From: Konstantin Ananyev <konstantin.v.ananyev@yandex.ru>
To: dev@dpdk.org
Cc: honnappa.nagarahalli@arm.com, jerinj@marvell.com,
hemant.agrawal@nxp.com, bruce.richardson@intel.com,
drc@linux.vnet.ibm.com, ruifeng.wang@arm.com,
mb@smartsharesystems.com,
Konstantin Ananyev <konstantin.ananyev@huawei.com>
Subject: [RFC 6/6] ring: minimize reads of the counterpart cache-line
Date: Thu, 15 Aug 2024 09:53:39 +0100 [thread overview]
Message-ID: <20240815085339.1434-7-konstantin.v.ananyev@yandex.ru> (raw)
In-Reply-To: <20240815085339.1434-1-konstantin.v.ananyev@yandex.ru>
From: Konstantin Ananyev <konstantin.ananyev@huawei.com>
Note upfront: this change shouldn't affect rte_ring public API.
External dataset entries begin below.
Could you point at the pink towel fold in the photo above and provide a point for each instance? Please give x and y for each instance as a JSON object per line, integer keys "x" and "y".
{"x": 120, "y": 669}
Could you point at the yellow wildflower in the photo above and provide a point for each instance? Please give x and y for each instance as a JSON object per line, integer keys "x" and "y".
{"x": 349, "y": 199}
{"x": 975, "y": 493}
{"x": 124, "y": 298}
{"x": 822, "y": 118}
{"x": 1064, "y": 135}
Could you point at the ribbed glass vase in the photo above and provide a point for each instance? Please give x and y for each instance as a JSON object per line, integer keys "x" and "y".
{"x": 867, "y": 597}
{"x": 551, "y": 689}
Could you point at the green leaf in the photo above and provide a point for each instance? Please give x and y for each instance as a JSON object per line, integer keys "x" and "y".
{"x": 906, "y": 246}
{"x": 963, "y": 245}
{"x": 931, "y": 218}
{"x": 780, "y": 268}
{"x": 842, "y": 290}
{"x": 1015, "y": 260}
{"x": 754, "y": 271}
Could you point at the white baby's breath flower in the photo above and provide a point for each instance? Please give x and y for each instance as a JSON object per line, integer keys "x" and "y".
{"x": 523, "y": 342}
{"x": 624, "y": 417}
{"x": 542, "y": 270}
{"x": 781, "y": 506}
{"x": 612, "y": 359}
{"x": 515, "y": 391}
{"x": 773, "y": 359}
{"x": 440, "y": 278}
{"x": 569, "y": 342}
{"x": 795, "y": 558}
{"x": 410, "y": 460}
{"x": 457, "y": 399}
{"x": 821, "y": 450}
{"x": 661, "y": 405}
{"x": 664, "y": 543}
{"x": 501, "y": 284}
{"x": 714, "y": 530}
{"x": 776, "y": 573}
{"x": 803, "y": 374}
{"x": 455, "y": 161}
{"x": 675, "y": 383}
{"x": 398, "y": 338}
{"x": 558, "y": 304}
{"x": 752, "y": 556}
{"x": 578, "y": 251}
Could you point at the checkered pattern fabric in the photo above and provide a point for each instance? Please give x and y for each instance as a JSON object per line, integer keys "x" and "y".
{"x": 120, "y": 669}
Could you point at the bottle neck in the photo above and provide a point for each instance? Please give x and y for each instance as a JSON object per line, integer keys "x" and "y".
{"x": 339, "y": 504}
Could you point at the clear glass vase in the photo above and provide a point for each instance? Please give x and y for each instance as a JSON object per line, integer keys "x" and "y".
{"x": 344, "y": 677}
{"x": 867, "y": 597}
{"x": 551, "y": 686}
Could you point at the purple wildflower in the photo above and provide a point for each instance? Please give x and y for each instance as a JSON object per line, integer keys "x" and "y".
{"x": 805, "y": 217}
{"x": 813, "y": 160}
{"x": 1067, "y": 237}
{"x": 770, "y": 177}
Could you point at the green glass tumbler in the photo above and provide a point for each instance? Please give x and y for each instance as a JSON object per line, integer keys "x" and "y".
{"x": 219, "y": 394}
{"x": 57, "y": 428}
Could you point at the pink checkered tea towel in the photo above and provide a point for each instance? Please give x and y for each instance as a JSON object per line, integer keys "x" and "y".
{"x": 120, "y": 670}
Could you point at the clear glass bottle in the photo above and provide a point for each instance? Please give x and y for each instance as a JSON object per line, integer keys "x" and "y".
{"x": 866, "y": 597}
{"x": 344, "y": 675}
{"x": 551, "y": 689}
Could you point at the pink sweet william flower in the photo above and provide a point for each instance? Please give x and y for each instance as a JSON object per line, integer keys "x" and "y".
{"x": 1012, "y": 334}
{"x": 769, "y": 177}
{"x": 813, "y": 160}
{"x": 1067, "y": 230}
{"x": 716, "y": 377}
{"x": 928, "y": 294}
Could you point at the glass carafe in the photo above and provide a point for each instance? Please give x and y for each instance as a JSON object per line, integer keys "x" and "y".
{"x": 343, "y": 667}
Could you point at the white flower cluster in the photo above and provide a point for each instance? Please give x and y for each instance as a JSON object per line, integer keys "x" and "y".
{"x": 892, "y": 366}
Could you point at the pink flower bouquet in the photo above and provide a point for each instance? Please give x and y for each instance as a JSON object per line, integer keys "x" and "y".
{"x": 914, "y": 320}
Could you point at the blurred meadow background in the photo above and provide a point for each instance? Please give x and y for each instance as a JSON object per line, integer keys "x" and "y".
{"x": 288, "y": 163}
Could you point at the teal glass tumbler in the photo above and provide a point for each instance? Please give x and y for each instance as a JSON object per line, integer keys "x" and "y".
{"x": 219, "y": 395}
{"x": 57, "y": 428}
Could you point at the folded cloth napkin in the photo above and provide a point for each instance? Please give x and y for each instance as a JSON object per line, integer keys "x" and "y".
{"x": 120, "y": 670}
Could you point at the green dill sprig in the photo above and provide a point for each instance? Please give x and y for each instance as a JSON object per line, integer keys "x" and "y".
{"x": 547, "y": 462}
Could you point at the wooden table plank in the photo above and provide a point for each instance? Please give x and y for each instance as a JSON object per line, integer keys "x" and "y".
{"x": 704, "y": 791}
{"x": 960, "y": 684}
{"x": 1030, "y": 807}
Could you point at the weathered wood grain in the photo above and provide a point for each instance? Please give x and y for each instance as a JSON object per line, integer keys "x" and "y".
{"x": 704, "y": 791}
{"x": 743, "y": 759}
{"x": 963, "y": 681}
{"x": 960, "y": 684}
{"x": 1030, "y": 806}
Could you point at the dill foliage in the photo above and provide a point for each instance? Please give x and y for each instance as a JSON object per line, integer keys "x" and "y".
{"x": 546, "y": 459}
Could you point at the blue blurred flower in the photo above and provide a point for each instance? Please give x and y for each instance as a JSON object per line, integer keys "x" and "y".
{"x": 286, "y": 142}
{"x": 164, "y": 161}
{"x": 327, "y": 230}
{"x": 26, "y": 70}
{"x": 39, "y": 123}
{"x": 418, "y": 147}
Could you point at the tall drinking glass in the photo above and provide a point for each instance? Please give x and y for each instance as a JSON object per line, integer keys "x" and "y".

Though as layout of public structures have changed - it is an ABI
breakage.
This is an attempt to implement rte_ring optimization
that was suggested by Morten and discussed on this mailing
list a while ago.
The idea is to optimize MP/SP & MC/SC ring enqueue/dequeue ops
by storing along with the head its Cached Foreign Tail (CFT) value.
I.E.: for producer we cache consumer tail value and visa-versa.
To avoid races head and CFT values are read/written using atomic
64-bit ops.
In theory that might help by reducing number of times producer
needs to access consumer's cache-line and visa-versa.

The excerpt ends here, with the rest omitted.